Loading learning content...
Every optimization algorithm, from basic gradient descent to sophisticated second-order methods, relies on one fundamental object: the gradient. The gradient tells us the direction of steepest increase of a function and, by negation, the direction of steepest descent.
In the previous pages, we established the log-likelihood function for logistic regression and proved its concavity. Now we derive the gradient explicitly—the mathematical machinery that drives parameter updates in training.
This derivation is not merely academic. When you implement logistic regression from scratch, when you debug mysterious convergence issues, when you design custom loss functions for neural networks, you will return to these calculations. The gradient derivation for logistic regression is also the prototype for backpropagation in deep learning—understanding it here illuminates the entire field.
We'll derive the gradient multiple ways: element-by-element, in vector form, and using the chain rule systematically. By the end, you'll have both the formulas for implementation and the intuition for what they mean.
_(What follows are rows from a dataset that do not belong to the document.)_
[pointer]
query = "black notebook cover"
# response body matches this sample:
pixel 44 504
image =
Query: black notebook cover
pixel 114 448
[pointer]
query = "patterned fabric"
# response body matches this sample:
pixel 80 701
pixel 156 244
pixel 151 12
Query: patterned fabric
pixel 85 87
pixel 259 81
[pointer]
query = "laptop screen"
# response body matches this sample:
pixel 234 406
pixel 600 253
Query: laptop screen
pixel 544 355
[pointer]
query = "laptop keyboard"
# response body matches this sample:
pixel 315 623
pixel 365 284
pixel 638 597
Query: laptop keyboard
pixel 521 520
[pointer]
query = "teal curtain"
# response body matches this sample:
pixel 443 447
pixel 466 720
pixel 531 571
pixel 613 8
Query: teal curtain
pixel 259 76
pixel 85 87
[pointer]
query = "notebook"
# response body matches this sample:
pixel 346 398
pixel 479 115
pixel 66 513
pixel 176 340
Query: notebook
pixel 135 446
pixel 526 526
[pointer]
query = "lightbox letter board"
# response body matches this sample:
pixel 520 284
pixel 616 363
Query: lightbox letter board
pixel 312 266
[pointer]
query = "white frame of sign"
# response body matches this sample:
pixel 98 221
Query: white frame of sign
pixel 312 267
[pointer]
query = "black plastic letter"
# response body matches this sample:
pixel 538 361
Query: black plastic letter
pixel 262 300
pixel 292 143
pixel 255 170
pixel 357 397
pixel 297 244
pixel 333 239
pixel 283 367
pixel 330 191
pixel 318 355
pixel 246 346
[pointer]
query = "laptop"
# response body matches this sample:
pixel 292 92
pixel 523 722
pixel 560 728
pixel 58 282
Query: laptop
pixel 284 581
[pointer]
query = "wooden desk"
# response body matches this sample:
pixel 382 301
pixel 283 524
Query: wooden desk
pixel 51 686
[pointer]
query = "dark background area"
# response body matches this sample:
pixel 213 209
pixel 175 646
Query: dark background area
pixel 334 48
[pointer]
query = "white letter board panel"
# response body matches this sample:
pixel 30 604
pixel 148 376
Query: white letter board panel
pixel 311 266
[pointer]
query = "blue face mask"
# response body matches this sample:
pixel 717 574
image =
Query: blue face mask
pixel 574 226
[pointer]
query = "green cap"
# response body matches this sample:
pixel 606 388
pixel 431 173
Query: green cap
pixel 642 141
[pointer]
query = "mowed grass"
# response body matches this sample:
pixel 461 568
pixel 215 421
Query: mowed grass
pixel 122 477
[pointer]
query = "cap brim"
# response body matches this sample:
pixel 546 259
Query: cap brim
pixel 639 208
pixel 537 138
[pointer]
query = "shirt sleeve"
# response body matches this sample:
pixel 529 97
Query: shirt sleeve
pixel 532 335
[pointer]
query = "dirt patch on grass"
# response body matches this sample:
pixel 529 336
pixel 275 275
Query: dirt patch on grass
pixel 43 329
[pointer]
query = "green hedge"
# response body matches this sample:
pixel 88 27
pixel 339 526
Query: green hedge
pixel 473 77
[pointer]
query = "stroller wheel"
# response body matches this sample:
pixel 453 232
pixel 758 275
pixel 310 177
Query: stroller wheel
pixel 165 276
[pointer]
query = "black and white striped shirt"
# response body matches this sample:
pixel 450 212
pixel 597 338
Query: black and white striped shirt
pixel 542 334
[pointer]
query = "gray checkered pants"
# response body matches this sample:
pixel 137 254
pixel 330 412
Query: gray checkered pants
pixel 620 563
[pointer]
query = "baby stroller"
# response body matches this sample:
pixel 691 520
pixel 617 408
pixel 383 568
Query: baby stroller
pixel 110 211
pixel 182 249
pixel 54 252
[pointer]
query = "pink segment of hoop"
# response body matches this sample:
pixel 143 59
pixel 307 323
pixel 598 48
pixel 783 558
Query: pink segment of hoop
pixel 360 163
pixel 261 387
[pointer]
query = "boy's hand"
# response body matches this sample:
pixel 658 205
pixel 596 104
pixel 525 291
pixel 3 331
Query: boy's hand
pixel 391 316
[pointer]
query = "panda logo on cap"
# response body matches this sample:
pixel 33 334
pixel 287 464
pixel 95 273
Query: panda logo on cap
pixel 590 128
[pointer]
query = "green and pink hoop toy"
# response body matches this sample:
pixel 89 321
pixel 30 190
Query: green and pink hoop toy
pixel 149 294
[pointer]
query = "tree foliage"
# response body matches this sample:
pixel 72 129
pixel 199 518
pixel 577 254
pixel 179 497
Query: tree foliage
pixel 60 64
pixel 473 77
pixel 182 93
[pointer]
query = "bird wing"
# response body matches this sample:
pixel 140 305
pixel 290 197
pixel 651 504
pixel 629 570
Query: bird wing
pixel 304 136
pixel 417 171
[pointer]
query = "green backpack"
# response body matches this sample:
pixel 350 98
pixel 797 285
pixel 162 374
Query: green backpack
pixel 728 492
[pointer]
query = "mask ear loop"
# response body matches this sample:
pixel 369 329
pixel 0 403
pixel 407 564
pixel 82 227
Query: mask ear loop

By the end of this page, you will be able to derive the gradient of the logistic regression log-likelihood, express it in compact matrix form for efficient computation, understand the intuition behind the gradient structure, and connect the derivation to the broader chain rule pattern used in neural networks.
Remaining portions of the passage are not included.